Project 3
COVID-19 Modeling and Maximum Likelihood Estimation
Description of project 3:
410Project3.pdf
Click to view the source code used for this proejct:
Question 1:
Find the best fit line using a least square fit.
Plot the data for T=1:17 and prediction for T=1:35 in both a normal and semilog plot using the least squares fit
The Least Square Fit model:
\[ \log Y = a_{1} + a_{2}T \approx 2.123762 + 0.072704T \]
Question 2:
Compute the standard deviation to the Least Squares Fit and add the 95% confidence interval to the previous plots.
Question 3:
Plot the cumulative cases with prediction for T=1:50 with 95% confidence interval using Least Squares Fit.
Question 4:
In order to find the maximum likelihod estimates for \(a_1\) and \(a_2\),
we need to maximize \(L(a_1,a_2)\) by computing the gradient of \(L\) (\(\triangledown L\)).
The log-likelihood:
\[
L(a_1,a_2) = \log(P(Y_1, ..., Y_{17}|a_1,a_2)) = \sum^{17}_i=1 -e^{a_1 + a_2 T_i} + Y_i (a_1 + a_2 T_i) - \log(Y_i!)
\]
The Jacobian Matrix:
\[
\triangledown L =
\begin{bmatrix}
\frac{\partial L}{\partial a_{1}} \\
\frac{\partial L}{\partial a_{2}}
\end{bmatrix}
=
\begin{bmatrix}
\sum_{i=1}^{17} - e^{a_{1}+a_{2}T_{i}} + Y_{i} \\
\sum_{i=1}^{17} -T_{i} e^{a_{1}+a_{2}T_{i}} + Y_{i}T_{i}
\end{bmatrix}
\]
Question 5:
The Hessian Matrix:
\[
H(L) =
\begin{bmatrix}
\frac{\partial^{2} L}{\partial a_{1}\partial a_{1}} &
\frac{\partial^{2} L}{\partial a_{2}\partial a_{1}} \\
\frac{\partial^{2} L}{\partial a_{1}\partial a_{2}} &
\frac{\partial^{2} L}{\partial a_{2}\partial a_{2}}
\end{bmatrix}
=
\begin{bmatrix}
\sum_{i=1}^{17} - e^{a_{1}+a_{2}T_{i}} &
\sum_{i=1}^{17} -T_{i} e^{a_{1}+a_{2}T_{i}} \\
\sum_{i=1}^{17} -T_{i} e^{a_{1}+a_{2}T_{i}} &
\sum_{i=1}^{17} -T_{i}^2 e^{a_{1}+a_{2}T_{i}}
\end{bmatrix}
\]
Question 6:
Apply the multivariate Newton's method to solve for \(\triangledown L(\vec{a}) = \vec{0}\) using the data for T=1:17.
The maximum likelihood estimates for \(a_1 \approx 2.113807, a_2 \approx 0.085167\).
Question 7:
Plot the data for T=1:17 and prediction for T=1:35 in both a normal and semilog plot using the maximum likelihood estimation.
Question 8:
Retrieve the lastest data for the number of total COVID-19 cases outside of China.
Then use the two models which are trained on T=1:17 to make prediction on the cumulative cases.
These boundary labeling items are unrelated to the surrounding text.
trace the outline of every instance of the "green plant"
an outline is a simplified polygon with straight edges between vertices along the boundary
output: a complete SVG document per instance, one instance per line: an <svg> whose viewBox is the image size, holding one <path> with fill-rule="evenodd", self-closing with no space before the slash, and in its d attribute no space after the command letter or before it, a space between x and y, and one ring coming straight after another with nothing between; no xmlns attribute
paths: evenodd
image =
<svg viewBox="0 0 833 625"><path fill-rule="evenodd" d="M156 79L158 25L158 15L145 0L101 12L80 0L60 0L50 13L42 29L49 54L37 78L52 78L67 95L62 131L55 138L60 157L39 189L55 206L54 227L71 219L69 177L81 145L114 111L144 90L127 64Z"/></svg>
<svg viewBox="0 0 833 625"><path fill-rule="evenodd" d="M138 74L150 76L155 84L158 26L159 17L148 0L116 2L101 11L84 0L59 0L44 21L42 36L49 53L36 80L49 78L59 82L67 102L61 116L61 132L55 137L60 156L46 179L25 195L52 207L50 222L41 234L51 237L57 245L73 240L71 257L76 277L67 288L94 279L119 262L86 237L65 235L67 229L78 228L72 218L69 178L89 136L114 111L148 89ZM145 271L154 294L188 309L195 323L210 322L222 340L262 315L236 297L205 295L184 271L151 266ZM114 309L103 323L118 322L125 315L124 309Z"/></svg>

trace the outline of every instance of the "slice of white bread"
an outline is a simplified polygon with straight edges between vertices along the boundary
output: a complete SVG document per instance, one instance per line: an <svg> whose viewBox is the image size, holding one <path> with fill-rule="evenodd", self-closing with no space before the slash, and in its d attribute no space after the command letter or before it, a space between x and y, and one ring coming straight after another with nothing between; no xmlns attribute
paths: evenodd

The latest
data retrieved is from February 7th to March 12th (T=1:51).
The maximum likelihood estimation has a smaller confidence interval than the least square fit. Both models
only perform better from T=1 to T=30. As T grows greater than 30, the number of cumulative cases increases
at the faster rate than the exponential rate. Overall, the maximum likelihood estimation model does better
than the least squares fit model because it has a smaller error range.
Question 9:
Refit both models using currently available data and run forecast out to 200 days.
Least Squares Fit: \( a_1 \approx 1.22733, a_2 \approx 0.14396 \)
Maximum Likelihood Estimation: \( a_1 \approx 0.59661, a_2 \approx 0.16495 \)
***Since the lower bound of the confidence interval contains some negative values
which are not valid in a logarithmic graph, the error bound is not filled here.
Conclusion:
The Least Squares Fit model predicts a million cumulative cases at about day 72.
The Maximum Likelihood Estimation predicts a million cumulative cases at about day 68.
Based on the previous check on updated data, both models predict successfully until day 30.
So for the updated models, they may predict successfully until day 80 depending on the rate of growth of the cases.